SRS, pasien Von Willebrand Disease (VWD) berusia 17 tahun, bercerita ia didiagnosis Von Wollebrand Disease pada usia 7 tahun. Saat itu, terjadi perdarahan di gigi, gusi, dan terjadi lebam di beberapa bagian tubuh. Gejalanya yang ringan, membuat penyakit saya ini sulit didiagnosis, dan tidak terdeteksi. Tapi akhirnya ketahuan VWD di rumah sakit besar pemerintah, dan sejauh ini ia telah menjalankan pengobatan yang baik di rumah sakit tersebut. Mulai dari cryoprecipitate, transfuse darah, sampai dengan terapi faktor. Keterbatasan fasilitas diagnostik dan minimnya edukasi membuat pasien VWD tidak mendapatkan penanganan yang tepat waktu. "Oleh karena itu ke depannya saya berharap, VWD dapat lebih banyak dikenal oleh masyarakat, agar dapat dideteksi lebih dini dan mendapatkan penanganan yang lebih baik; serta pengobatan di Indonesia menjadi lebih mudah, baik di rumah sakit pemerintah maupun swasta. Jadi, tenaga kesehatan dapat mendeteksi lebih dini, pengobatannya tersedia, dan terjangkau (ditanggung oleh BPJS),” kata SR.
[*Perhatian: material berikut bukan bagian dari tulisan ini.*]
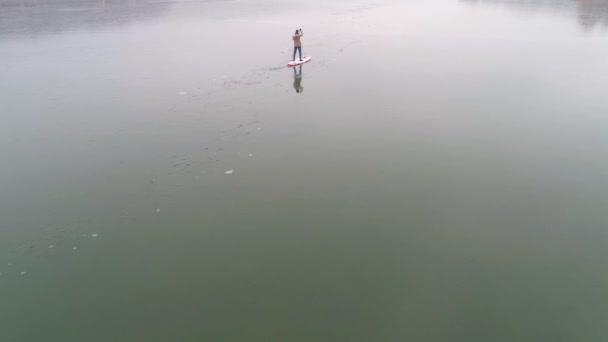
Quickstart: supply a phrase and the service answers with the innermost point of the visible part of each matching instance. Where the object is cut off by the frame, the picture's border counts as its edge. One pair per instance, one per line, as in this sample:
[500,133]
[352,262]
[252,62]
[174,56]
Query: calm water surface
[440,177]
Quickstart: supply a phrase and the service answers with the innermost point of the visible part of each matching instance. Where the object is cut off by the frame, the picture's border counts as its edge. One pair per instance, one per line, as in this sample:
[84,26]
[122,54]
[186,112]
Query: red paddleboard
[305,59]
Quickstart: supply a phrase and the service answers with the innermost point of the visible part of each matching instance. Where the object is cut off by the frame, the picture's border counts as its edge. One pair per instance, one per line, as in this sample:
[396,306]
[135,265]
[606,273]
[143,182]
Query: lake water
[438,172]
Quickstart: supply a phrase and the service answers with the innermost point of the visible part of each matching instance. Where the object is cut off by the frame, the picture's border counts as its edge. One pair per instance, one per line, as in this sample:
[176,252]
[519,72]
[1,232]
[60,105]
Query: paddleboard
[305,59]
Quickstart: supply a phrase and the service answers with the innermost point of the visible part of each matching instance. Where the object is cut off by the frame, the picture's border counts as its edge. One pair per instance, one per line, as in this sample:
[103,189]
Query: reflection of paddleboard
[305,59]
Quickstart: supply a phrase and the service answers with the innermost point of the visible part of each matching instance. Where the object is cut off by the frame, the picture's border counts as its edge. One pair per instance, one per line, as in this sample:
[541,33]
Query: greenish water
[441,177]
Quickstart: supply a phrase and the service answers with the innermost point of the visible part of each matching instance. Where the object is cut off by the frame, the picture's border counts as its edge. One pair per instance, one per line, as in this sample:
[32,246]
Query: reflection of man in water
[297,79]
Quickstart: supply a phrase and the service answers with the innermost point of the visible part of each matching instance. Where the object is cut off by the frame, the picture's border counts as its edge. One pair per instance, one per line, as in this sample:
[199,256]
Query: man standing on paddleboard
[297,44]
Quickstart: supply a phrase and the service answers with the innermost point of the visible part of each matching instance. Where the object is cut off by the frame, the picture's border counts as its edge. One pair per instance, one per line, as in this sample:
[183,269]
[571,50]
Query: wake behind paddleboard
[305,59]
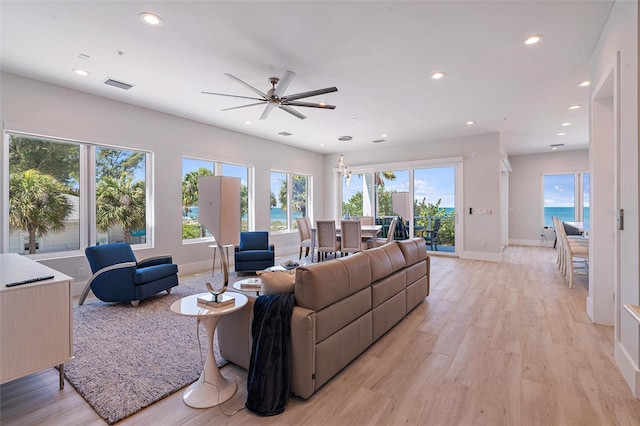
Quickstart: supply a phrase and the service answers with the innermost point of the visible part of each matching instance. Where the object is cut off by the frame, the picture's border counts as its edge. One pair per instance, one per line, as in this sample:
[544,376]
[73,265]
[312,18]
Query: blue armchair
[254,252]
[118,277]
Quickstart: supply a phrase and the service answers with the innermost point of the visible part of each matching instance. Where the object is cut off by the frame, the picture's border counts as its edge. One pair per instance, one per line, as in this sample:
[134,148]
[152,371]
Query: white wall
[526,190]
[33,106]
[481,184]
[619,39]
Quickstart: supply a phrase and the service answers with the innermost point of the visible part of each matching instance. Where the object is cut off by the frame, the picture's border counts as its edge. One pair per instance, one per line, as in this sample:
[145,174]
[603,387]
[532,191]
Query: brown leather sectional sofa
[342,307]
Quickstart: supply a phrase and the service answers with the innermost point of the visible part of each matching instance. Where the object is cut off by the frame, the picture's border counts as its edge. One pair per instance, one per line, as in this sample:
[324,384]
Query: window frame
[578,195]
[87,193]
[291,225]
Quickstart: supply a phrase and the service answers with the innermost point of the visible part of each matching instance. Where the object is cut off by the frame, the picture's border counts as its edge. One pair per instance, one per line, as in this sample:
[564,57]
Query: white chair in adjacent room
[327,241]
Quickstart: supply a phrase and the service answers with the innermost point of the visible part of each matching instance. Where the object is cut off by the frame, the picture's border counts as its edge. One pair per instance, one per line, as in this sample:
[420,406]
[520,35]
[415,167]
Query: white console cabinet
[36,319]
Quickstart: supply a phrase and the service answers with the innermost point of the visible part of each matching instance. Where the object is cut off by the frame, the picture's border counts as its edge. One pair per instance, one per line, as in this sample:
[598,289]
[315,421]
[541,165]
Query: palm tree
[120,202]
[37,204]
[190,188]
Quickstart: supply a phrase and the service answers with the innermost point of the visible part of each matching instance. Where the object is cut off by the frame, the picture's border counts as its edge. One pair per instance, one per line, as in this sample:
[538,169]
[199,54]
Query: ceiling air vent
[118,84]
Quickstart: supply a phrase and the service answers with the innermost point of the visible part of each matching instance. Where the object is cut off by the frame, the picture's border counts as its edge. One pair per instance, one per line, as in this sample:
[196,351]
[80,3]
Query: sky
[431,184]
[559,190]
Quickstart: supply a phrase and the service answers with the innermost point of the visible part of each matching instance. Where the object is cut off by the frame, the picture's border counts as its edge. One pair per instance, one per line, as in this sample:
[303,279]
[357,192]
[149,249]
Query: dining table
[368,231]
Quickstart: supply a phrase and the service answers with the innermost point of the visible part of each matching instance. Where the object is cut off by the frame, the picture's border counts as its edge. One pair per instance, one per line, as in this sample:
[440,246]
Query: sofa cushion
[414,250]
[277,281]
[385,260]
[321,284]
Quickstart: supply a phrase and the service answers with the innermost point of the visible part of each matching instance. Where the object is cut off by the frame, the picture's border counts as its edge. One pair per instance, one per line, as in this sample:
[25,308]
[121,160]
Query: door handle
[620,219]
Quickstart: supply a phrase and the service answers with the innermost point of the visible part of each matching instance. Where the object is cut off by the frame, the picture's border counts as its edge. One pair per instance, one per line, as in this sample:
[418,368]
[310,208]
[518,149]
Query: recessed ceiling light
[533,39]
[81,72]
[151,19]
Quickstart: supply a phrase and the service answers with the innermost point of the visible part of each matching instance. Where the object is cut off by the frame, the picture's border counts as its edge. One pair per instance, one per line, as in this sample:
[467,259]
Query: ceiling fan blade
[282,86]
[233,96]
[309,94]
[243,106]
[250,87]
[309,104]
[292,112]
[267,110]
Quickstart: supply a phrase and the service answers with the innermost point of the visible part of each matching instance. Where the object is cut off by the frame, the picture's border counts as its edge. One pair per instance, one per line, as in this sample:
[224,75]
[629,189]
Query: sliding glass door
[423,196]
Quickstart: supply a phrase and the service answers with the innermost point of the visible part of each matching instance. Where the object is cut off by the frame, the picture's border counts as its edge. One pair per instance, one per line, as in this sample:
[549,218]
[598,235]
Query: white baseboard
[628,368]
[531,243]
[479,255]
[590,309]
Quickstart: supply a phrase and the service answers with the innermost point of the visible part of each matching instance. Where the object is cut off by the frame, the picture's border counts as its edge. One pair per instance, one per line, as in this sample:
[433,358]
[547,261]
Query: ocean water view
[566,214]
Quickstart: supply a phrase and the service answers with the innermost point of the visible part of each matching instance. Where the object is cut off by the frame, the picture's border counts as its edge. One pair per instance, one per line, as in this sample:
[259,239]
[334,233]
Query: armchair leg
[85,292]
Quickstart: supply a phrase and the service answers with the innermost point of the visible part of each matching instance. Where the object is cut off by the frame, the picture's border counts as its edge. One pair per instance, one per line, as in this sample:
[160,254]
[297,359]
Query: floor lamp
[219,212]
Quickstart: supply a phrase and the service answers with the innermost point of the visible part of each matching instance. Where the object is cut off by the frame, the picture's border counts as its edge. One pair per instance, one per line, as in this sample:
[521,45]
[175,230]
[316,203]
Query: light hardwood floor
[494,344]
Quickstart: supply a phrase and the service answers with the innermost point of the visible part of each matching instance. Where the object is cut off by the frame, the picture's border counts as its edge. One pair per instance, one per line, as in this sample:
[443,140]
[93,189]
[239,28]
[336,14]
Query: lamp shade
[219,207]
[401,204]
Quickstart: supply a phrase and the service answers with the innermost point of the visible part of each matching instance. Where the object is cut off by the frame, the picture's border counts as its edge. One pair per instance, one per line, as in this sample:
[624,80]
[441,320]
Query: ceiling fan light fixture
[81,72]
[533,39]
[151,19]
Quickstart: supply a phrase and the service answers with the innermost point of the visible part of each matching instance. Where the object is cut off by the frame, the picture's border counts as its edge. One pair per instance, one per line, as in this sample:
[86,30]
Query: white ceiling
[380,55]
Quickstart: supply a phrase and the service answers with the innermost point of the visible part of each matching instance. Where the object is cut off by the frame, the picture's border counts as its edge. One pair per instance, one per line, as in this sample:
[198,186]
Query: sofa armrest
[130,266]
[234,334]
[303,352]
[155,260]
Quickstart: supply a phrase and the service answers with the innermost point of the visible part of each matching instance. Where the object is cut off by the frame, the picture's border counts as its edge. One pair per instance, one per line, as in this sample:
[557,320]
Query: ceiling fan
[275,96]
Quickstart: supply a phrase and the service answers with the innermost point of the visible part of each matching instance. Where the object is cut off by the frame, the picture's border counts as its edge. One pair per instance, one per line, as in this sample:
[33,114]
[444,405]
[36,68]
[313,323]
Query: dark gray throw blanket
[268,378]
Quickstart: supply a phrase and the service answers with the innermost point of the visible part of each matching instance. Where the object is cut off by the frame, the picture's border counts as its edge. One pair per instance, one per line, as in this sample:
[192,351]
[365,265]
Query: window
[288,190]
[121,196]
[49,185]
[192,169]
[566,196]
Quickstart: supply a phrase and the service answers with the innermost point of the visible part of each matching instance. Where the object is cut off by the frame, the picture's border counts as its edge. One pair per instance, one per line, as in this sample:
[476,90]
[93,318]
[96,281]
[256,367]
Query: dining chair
[571,250]
[367,220]
[351,237]
[377,242]
[327,241]
[304,230]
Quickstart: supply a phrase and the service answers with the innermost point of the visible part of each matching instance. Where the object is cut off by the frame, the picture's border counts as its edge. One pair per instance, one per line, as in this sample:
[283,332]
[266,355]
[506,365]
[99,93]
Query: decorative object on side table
[289,265]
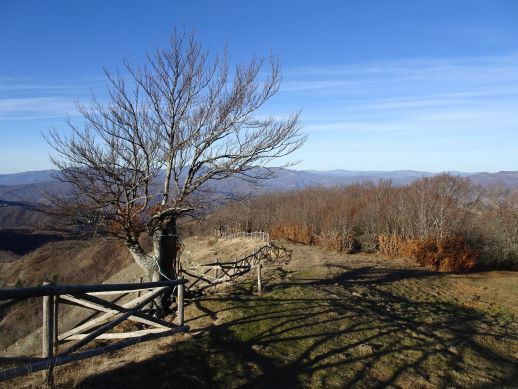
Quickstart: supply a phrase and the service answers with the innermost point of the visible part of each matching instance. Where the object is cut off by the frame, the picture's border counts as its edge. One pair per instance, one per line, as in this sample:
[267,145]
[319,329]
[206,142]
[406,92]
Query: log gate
[108,314]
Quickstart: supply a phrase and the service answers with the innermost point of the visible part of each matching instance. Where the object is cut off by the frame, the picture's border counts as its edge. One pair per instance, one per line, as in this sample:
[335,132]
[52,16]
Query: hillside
[327,320]
[33,187]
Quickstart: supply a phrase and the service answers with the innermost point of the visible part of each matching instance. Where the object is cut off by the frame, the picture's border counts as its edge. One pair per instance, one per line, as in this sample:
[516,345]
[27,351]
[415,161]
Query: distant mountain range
[22,194]
[32,186]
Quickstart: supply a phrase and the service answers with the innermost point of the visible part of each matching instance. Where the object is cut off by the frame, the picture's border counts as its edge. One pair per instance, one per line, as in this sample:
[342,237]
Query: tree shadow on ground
[317,333]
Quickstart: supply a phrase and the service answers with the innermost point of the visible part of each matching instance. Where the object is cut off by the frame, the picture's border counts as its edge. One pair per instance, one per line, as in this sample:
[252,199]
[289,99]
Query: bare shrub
[295,232]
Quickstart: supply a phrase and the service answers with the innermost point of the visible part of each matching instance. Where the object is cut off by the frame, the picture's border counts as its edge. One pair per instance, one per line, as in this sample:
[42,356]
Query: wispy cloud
[31,107]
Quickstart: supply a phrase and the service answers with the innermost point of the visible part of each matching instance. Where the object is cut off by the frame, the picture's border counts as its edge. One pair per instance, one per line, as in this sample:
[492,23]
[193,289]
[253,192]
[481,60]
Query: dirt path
[331,320]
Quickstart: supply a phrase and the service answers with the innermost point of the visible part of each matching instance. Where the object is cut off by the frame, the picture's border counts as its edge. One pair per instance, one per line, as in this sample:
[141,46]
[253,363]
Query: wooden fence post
[180,305]
[259,283]
[47,334]
[56,327]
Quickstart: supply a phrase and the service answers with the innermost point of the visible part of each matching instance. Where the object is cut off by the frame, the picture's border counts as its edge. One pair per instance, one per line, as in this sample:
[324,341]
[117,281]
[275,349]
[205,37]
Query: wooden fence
[108,315]
[204,278]
[264,236]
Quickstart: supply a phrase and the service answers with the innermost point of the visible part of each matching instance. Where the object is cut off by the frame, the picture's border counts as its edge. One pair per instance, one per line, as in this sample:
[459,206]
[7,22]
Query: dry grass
[330,320]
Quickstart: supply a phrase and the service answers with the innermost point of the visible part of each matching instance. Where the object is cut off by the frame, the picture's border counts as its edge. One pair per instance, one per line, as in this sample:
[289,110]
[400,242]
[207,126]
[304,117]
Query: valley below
[324,319]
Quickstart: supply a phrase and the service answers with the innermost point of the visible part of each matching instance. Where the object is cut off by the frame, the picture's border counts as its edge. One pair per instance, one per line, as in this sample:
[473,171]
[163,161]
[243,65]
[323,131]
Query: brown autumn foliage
[444,222]
[295,232]
[445,254]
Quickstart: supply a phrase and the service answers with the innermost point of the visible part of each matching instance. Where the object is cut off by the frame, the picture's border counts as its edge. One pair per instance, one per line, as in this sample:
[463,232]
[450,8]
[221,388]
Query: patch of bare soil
[66,262]
[328,320]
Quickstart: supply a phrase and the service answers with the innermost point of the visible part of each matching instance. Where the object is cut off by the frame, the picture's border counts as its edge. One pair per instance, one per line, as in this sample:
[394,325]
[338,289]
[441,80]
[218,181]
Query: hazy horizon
[382,86]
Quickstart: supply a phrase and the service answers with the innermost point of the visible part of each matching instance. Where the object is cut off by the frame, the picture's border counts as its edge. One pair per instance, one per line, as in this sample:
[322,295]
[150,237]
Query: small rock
[365,349]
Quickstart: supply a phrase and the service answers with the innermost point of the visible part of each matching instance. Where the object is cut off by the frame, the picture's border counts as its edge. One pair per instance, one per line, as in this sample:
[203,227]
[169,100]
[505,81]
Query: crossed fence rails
[111,315]
[264,236]
[205,278]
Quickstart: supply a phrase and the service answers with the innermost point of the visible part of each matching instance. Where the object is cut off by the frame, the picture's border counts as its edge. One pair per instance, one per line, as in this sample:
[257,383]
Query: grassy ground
[330,320]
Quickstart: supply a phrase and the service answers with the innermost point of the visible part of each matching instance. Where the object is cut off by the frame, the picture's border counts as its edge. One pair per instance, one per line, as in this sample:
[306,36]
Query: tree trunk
[165,239]
[161,263]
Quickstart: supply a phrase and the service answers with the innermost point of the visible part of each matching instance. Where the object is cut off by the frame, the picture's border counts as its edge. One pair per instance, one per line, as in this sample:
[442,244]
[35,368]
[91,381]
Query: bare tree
[141,160]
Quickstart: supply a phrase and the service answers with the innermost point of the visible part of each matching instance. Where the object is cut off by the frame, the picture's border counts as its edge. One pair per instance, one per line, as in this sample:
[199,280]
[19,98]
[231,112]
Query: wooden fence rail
[207,276]
[112,314]
[261,235]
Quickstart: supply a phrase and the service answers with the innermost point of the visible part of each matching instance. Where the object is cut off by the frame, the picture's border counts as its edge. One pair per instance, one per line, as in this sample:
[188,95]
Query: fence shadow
[316,333]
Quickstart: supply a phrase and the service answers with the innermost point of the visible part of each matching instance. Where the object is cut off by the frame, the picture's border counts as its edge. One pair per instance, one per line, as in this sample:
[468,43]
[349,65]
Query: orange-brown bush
[392,246]
[446,254]
[336,241]
[292,231]
[400,221]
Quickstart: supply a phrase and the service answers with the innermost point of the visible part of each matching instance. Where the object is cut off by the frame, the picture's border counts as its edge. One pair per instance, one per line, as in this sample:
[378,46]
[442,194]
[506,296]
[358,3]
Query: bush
[446,254]
[338,242]
[295,232]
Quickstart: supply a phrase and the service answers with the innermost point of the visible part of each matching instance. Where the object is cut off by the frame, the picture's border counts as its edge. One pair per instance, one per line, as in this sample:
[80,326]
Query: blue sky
[383,85]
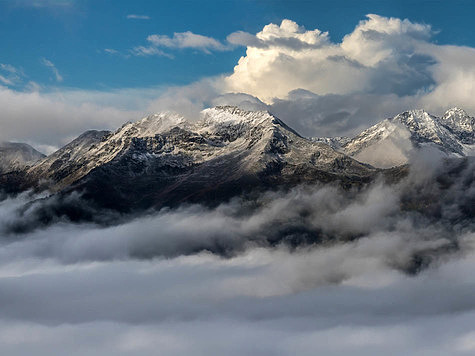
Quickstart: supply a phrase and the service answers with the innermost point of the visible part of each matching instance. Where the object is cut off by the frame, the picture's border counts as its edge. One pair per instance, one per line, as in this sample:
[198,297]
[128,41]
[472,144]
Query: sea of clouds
[311,270]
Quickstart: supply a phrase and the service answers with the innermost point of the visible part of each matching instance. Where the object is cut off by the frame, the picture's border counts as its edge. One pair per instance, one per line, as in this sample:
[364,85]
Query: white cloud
[53,68]
[381,55]
[138,17]
[384,66]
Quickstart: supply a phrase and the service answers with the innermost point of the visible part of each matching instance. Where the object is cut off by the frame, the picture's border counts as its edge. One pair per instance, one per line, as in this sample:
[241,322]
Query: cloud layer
[152,285]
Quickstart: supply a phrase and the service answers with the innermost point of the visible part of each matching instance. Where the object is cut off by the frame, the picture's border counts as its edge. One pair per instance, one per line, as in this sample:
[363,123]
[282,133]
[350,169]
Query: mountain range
[392,141]
[165,160]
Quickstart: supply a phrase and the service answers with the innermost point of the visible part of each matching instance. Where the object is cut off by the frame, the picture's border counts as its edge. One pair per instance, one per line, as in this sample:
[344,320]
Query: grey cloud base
[151,285]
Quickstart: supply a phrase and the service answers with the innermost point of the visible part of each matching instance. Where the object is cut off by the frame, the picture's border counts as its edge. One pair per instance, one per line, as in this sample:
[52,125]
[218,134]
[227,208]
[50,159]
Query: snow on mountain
[392,141]
[14,156]
[461,124]
[165,158]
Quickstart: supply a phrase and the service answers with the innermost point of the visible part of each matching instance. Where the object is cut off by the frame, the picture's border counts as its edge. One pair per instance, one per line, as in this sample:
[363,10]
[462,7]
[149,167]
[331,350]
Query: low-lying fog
[313,270]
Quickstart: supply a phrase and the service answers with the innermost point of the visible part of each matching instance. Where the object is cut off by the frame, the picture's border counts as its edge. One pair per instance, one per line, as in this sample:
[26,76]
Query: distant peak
[235,110]
[455,111]
[222,114]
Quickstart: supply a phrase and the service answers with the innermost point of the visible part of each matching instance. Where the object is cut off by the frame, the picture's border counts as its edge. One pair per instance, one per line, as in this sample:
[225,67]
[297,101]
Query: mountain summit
[164,160]
[392,141]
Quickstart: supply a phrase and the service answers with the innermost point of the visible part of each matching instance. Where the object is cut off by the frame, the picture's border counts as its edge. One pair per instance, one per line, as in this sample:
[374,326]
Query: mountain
[15,156]
[165,160]
[392,141]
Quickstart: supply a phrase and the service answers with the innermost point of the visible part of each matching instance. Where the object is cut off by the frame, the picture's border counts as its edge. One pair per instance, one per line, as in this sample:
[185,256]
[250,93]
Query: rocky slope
[392,141]
[164,160]
[16,156]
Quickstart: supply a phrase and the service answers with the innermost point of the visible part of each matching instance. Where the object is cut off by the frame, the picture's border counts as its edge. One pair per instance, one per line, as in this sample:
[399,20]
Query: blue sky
[324,67]
[73,35]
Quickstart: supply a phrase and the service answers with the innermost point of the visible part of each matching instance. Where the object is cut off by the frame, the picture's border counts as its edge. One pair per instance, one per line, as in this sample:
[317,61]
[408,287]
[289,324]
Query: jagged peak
[152,124]
[228,113]
[455,111]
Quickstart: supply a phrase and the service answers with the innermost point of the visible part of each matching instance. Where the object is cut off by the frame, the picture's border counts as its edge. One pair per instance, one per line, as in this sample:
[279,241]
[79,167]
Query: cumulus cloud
[384,66]
[53,68]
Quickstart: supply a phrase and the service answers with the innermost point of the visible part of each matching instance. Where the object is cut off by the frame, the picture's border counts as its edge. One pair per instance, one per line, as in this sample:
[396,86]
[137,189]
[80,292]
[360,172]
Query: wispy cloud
[10,75]
[179,40]
[44,3]
[111,51]
[5,80]
[53,68]
[138,17]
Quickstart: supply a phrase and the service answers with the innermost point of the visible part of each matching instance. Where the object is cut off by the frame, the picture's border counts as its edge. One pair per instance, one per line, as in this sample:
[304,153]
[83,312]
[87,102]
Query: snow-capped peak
[156,123]
[458,121]
[233,114]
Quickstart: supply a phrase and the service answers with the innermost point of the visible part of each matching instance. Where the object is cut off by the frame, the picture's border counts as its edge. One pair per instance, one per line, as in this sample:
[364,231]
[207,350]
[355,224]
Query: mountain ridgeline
[164,160]
[393,141]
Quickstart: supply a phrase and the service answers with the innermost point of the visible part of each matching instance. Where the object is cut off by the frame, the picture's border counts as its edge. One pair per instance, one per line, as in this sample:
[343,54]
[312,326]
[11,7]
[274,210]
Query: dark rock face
[163,160]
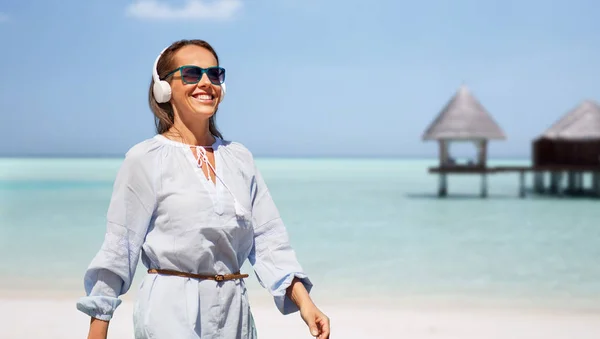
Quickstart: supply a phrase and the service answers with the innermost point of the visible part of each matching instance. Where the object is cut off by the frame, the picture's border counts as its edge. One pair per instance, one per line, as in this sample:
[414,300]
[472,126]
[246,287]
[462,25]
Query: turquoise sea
[362,228]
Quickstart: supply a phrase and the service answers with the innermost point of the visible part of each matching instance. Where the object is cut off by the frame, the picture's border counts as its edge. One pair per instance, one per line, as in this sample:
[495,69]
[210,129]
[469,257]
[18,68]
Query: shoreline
[55,318]
[411,302]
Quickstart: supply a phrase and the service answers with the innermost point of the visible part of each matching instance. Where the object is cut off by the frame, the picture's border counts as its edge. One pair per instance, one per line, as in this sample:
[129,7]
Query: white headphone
[162,89]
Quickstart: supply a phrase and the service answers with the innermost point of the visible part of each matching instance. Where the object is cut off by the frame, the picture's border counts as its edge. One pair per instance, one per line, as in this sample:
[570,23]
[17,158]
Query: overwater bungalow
[569,148]
[462,119]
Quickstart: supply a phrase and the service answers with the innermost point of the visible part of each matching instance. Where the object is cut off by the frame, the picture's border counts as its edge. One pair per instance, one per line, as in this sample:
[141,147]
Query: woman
[196,207]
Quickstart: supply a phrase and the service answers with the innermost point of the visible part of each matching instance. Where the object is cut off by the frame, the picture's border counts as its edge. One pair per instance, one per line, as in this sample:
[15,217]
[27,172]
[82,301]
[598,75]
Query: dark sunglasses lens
[191,74]
[216,75]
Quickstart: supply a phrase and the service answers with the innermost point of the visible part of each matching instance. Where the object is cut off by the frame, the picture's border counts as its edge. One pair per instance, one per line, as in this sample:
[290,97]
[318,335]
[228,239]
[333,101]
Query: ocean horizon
[363,229]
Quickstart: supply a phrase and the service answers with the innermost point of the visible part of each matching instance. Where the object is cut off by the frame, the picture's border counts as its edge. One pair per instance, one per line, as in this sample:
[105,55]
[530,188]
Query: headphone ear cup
[223,91]
[162,91]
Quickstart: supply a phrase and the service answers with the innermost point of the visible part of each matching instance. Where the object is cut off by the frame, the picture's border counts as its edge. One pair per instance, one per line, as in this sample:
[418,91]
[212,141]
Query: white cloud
[193,9]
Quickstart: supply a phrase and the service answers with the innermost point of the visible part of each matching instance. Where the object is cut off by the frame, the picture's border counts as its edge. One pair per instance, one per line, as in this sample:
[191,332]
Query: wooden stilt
[443,185]
[538,182]
[484,185]
[572,182]
[522,184]
[554,182]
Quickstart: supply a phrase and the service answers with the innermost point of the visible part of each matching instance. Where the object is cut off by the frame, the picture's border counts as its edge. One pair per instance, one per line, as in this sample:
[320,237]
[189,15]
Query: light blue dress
[164,208]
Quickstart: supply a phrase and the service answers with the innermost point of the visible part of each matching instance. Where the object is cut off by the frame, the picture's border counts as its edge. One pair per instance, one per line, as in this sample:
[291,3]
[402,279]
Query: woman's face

Shinta Caroline, Head of Oncology & Rare Disease Business Unit PT Takeda Indonesia, menambahkan bahwa perjalanan para pasien dan keluarga penyandang hemofilia penuh tantangan. Ia pun berkomitmen menjadi mitra jangka panjang dalam meningkatkan layanan kesehatan. "Bersama HMHI dan para tenaga medis, kami ingin meningkatkan kesadaran masyarakat, agar penyakit ini bisa dikenali lebih awal, didiagnosa dengan tepat,dan penyandang bisa mendapatkan pengobatan yang sesuai, sehingga perdarahan pada pasien hemofilia dapat ditangani dengan baik dan dapat dicegah keparahannya,” kata Shinta.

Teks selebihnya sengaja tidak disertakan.